2010/04/26

Flaws in other nullification legislation

On jbs.org and other sites there is a so-called "model" nullification legislation that is similar to many measures that have already been introduced in state legislatures. It, like the lawsuit of several state attorney-generals on the subject, is severely flawed.

Consider a few of its provisions:
C. Any official, agent, or employee of the United States government or any employee of a corporation providing services to the United States government that enforces or attempts to enforce an act, order, law, statute, rule or regulation of the government of the United States in violation of this act shall be guilty of a felony and upon conviction must be punished by a fine not exceeding five thousand dollars ($5,000), or a term of imprisonment not exceeding five (5) years, or both.

D. Any public officer or employee of the State of ________ that enforces or attempts to enforce an act, order, law, statute, rule, or regulation of the government of the United States in violation of this act shall be guilty of a misdemeanor punishable by imprisonment in the county jail not exceeding two (2) years, or by a fine not exceeding one thousand dollars ($1,000), or both such fine and imprisonment.

E. Any aggrieved party shall also have a private action against any person violating the provisions of subsections (C) or (D).

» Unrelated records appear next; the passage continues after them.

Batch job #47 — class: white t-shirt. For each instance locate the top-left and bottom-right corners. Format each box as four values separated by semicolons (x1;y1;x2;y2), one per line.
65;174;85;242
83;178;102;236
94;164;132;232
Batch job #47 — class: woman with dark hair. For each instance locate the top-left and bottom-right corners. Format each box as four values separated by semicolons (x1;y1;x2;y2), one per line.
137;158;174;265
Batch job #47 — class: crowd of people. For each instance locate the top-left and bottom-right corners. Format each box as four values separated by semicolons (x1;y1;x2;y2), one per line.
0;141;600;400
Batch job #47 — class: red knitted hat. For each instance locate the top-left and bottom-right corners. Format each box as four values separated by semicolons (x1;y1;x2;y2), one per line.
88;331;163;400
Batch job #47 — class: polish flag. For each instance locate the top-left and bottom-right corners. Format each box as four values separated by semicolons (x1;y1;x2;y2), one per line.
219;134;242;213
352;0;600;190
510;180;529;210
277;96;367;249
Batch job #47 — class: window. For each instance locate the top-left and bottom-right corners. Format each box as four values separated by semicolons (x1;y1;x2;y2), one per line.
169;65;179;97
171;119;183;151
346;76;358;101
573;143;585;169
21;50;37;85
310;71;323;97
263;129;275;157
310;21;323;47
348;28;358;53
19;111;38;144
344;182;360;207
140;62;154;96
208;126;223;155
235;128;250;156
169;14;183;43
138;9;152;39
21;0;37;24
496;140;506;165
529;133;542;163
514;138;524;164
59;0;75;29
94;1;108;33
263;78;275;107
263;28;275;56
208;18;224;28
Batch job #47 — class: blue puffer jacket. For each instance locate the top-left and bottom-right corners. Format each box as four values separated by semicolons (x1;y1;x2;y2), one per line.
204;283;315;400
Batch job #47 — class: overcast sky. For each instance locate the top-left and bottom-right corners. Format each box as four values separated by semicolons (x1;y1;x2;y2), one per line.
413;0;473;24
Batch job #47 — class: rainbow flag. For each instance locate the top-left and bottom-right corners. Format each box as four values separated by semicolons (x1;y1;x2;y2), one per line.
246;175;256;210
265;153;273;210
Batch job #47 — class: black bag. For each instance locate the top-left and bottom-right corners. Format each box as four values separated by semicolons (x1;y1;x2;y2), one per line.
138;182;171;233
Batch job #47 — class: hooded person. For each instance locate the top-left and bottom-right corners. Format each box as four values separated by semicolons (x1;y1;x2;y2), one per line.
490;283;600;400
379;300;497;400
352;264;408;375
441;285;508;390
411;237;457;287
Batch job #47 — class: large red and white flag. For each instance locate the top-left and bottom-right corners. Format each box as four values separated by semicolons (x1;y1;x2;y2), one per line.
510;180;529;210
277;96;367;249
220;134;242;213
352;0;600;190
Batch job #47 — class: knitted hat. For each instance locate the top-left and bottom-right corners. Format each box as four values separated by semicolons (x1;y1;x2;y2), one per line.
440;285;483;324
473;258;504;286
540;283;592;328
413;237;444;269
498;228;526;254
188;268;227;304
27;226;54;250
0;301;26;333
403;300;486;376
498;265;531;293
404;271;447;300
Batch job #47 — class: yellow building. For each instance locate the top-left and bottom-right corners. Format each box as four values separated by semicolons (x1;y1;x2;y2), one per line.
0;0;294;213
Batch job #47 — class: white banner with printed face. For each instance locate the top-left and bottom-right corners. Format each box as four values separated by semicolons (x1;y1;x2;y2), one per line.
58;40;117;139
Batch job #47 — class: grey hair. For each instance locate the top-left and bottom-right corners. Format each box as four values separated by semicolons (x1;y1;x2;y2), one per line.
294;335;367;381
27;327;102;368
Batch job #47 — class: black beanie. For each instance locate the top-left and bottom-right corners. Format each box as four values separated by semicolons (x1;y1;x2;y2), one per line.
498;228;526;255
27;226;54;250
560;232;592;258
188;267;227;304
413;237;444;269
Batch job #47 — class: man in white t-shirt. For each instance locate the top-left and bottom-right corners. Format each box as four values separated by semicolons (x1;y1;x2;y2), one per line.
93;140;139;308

Here are a few of the flaws:

1. The bill contemplates provisions that are not in the Health Care Bill, which specifically forbids criminal prosecution or levies or liens to collect the "penalties" for failing to purchase insurance, but leaves it to the discretion of IRS agents to withhold them from federal government payments to the person, or take them out of tax payments first, with a remainder owing that they can claim is not the penalty but unpaid taxes.

2. It won't work to prosecute IRS agents for tax enforcement. The cases would just be removed to federal court and dismissed. But it could trigger federal prosecution of anyone attempting to enforce such a state statute for interfering with a federal agent.

3. IRS agents can do everything from outside the state and thus outside state jurisdiction, through private intermediaries like banks.

4. It does not provide for legal or financial support for persons engaged in civil disobedience in response to the provisions of the state statute.

A sound approach to nullification is discussed here.

There seems to be a naive faith that this is a simple game involving only a few pieces on a small board and only a couple of moves to victory. It is not. It is vastly more complex than games like chess or go, involving thousands of pieces on millions of squares against thousands of opponents, with largely unknown rules and without being able to see most of the board. For every move you have to anticipate every countermove and plan your next move after each. If you are going to play best learn to play well, because if you make a single wrong move it can ruin everything for the cause of freedom.

Law professor Randy Barnett makes the case as to why the health care reform legislation signed by the president is unconstitutional. But law professor Ilya Somin doesn’t see legal action succeeding against health care reform. However, he shows how it might succeed, and is worth reading on this matter. The litigation needs to be thoroughly rethought before it makes the situation even worse by giving the opposition a new precedent.